Viomundo – Que bancos brasileiros têm correspondentes bancários?

Juvandia Moreira Leite — Quase todos os principais. Em fevereiro de 2011, segundo dados do Banco Central, as instituições financeiras com maior número de correspondentes bancários eram Caixa Econômica Federal (32.535), Bradesco (32.443), Aymoré CFI (parte do grupo Grupo Santander Brasil, com 24.822 ) e Banco do Brasil (20.382). No entanto, outros bancos como Itaú-Unibanco e HSBC também possuem número expressivo de correspondentes bancários contratados.

A propósito: até 31 de março, os bancos dependiam de farmácias, lojas, supermercados, para abrir novos pontos. Agora, não mais. O BC baixou norma que permite aos bancos criar os seus próprios correspondentes. Essa norma, que visa a atender exclusivamente aos interesses da Febraban, vai ampliar mais a precarização do emprego no setor.

Viomundo – Essa nova norma significa que os bancos vão poder abrir as próprias “biboquinhas”?

Juvandia Moreira Leite – Sim, todos os bancos agora podem abrir suas “biboquinhas”, sem precisar de farmácia ou supermercado, por exemplo. Antes da norma, eles contratavam como correspondentes empresas cuja atividade principal não era a bancária. Essa regra caiu, abrindo duas possibilidades: 1) o banco cria correspondentes bancários dentro do próprio conglomerado; ou 2) contrata uma empresa que faça exclusivamente serviços bancários. Ou seja, se você quiser criar uma empresa para prestar serviços bancários aos bancos, agora pode.

Viomundo – Liberou geral?

Juvandia Moreira Leite – Os critérios para a contratação de correspondentes estão cada vez menos rígidos. Os próprios bancos podem agora abri-los. Para ganhar mais dinheiro, vão preferir abrir um correspondente a uma agência, já que não precisam seguir as normas de segurança bancária nem os direitos trabalhistas dos bancários. Por isso, agora, os próprios bancos poderão ter as suas “biboquinhas”.

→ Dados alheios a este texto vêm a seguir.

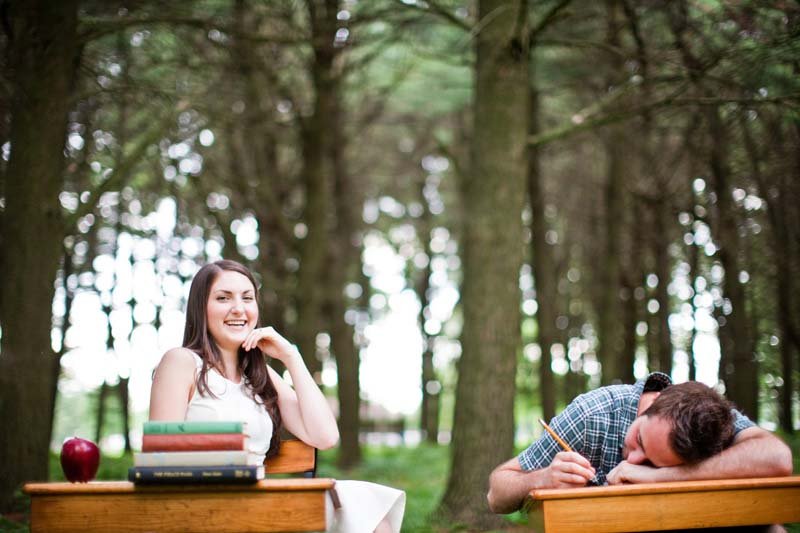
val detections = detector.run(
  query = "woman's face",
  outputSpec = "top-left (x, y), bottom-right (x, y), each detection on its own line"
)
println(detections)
top-left (206, 270), bottom-right (259, 352)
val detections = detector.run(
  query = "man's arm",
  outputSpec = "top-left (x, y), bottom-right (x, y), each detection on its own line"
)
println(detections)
top-left (487, 453), bottom-right (596, 514)
top-left (607, 427), bottom-right (793, 484)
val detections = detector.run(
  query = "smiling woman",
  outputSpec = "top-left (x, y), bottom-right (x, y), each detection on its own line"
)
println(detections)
top-left (148, 259), bottom-right (406, 533)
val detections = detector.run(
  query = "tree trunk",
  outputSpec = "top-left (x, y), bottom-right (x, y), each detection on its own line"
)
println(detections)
top-left (652, 198), bottom-right (673, 374)
top-left (228, 0), bottom-right (290, 333)
top-left (527, 57), bottom-right (556, 422)
top-left (295, 0), bottom-right (340, 378)
top-left (95, 382), bottom-right (109, 445)
top-left (687, 226), bottom-right (699, 382)
top-left (327, 66), bottom-right (362, 469)
top-left (49, 245), bottom-right (77, 446)
top-left (597, 127), bottom-right (626, 384)
top-left (707, 106), bottom-right (757, 417)
top-left (667, 1), bottom-right (757, 416)
top-left (741, 114), bottom-right (796, 432)
top-left (597, 0), bottom-right (627, 385)
top-left (118, 378), bottom-right (132, 453)
top-left (620, 205), bottom-right (641, 385)
top-left (437, 0), bottom-right (528, 527)
top-left (414, 184), bottom-right (441, 444)
top-left (0, 0), bottom-right (78, 511)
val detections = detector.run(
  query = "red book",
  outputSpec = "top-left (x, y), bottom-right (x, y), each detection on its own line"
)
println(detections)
top-left (141, 433), bottom-right (246, 452)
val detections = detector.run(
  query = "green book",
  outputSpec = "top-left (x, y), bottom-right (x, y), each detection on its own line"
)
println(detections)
top-left (143, 421), bottom-right (243, 435)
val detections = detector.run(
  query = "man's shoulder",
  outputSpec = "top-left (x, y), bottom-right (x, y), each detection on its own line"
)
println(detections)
top-left (572, 383), bottom-right (639, 415)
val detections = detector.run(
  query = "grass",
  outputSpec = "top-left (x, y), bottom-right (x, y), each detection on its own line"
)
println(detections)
top-left (0, 437), bottom-right (798, 532)
top-left (318, 443), bottom-right (449, 533)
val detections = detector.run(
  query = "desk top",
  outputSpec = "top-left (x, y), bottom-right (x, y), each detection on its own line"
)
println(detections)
top-left (528, 475), bottom-right (800, 501)
top-left (24, 478), bottom-right (336, 495)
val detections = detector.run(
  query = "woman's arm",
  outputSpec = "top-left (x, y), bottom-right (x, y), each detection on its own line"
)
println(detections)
top-left (148, 347), bottom-right (197, 421)
top-left (244, 327), bottom-right (340, 450)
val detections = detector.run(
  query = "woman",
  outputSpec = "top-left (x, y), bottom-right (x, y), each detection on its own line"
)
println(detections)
top-left (149, 260), bottom-right (405, 533)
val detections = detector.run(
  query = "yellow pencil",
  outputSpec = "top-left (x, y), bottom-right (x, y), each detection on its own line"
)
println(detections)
top-left (538, 418), bottom-right (573, 452)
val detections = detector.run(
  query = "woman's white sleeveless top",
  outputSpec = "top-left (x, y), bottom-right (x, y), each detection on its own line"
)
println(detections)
top-left (184, 352), bottom-right (273, 465)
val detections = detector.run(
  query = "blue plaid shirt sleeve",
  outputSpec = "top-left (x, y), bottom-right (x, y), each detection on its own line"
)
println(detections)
top-left (732, 408), bottom-right (755, 434)
top-left (518, 400), bottom-right (587, 472)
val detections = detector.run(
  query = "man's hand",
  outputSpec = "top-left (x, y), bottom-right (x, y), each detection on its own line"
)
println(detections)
top-left (545, 452), bottom-right (597, 488)
top-left (607, 460), bottom-right (671, 485)
top-left (487, 453), bottom-right (596, 514)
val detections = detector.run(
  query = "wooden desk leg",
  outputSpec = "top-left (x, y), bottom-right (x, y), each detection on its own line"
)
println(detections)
top-left (527, 503), bottom-right (545, 533)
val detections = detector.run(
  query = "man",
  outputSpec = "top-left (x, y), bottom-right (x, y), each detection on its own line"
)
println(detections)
top-left (487, 373), bottom-right (793, 514)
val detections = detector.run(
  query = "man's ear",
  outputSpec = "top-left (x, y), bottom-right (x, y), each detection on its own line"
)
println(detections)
top-left (637, 391), bottom-right (661, 415)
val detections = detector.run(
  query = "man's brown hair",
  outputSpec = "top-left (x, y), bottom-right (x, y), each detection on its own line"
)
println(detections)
top-left (643, 381), bottom-right (736, 464)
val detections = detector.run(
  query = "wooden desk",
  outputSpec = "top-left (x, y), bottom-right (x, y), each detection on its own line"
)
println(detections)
top-left (24, 478), bottom-right (335, 533)
top-left (526, 476), bottom-right (800, 532)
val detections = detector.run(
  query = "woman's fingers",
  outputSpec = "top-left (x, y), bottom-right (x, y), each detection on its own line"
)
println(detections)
top-left (243, 326), bottom-right (288, 354)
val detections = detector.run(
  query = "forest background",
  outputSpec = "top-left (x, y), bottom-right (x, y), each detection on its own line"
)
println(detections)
top-left (1, 0), bottom-right (799, 531)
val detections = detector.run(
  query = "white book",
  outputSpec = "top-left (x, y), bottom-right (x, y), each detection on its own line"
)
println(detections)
top-left (134, 450), bottom-right (257, 467)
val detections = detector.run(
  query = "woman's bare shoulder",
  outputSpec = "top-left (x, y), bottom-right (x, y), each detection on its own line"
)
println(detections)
top-left (157, 347), bottom-right (198, 371)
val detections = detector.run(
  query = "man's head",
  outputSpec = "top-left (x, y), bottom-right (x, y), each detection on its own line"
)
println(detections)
top-left (622, 382), bottom-right (736, 467)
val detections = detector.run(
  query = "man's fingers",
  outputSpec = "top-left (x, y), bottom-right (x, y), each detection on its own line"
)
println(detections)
top-left (552, 455), bottom-right (595, 481)
top-left (555, 451), bottom-right (594, 469)
top-left (560, 473), bottom-right (591, 486)
top-left (554, 452), bottom-right (595, 477)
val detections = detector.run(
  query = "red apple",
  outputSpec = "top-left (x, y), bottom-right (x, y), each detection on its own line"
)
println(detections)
top-left (60, 437), bottom-right (100, 483)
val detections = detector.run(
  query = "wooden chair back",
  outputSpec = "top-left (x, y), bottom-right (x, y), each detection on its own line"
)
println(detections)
top-left (264, 439), bottom-right (317, 478)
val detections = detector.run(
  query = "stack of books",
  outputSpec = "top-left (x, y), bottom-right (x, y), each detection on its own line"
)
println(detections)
top-left (128, 421), bottom-right (264, 484)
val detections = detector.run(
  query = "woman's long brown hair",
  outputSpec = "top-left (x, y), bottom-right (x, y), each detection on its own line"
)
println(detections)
top-left (183, 259), bottom-right (281, 458)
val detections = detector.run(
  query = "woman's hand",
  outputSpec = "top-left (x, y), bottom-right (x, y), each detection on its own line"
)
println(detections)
top-left (248, 327), bottom-right (340, 449)
top-left (243, 326), bottom-right (301, 364)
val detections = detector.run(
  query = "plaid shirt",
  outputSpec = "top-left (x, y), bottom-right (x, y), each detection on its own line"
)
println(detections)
top-left (518, 373), bottom-right (755, 485)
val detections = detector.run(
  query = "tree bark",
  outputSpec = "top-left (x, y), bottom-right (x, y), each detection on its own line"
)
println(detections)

Viomundo — Os trabalhadores dos correspondentes têm consciência da exploração a que são submetidos?

Juvandia Moreira Leite — Apesar da carga de trabalho muito maior, eles não têm consciência do valor que agregam à instituição financeira sem receber um tostão a mais por isso. Mas já há casos de ex-funcionários que acionaram a Justiça, pedindo a equiparação de direitos com a categoria bancária.  Boa parte deles tem ganhado a causa.

Viomundo – Quer dizer que o BC acaba legislando sobre relações do trabalho?

Juvandia Moreira Leite – Da forma como atua, sim, pois possibilita a alteração do contrato de trabalho. Com estas normas, o BC está criando uma função de trabalho, sem regulamentação. E, assim, está extrapolando seu papel que é fiscalizar e regular a atuação dos bancos e não de legislar sobre questões trabalhistas.

Viomundo – A que sindicato os funcionários de correspondentes deveriam recorrer para acionar a Justiça?

Juvandia Moreira Leite – Depende do local de trabalho. Se ele trabalha em loja, é representado pelos comerciários; em banco postal, pelo sindicato dos Correios.

Viomundo – E vocês o que pretendem fazer em relação à nova norma do BC?

Juvandia Moreira Leite –  Estamos estudando medidas judiciais para contrapor essa ação do Banco Central, uma vez que o órgão está extrapolando sua função. Seguiremos, promovendo o debate com a sociedade, para mostrar que correspondente bancário deve servir para inclusão bancária e não para precarização do emprego e da prestação de serviço. Levaremos também essa pauta ao Congresso Nacional e ao governo federal.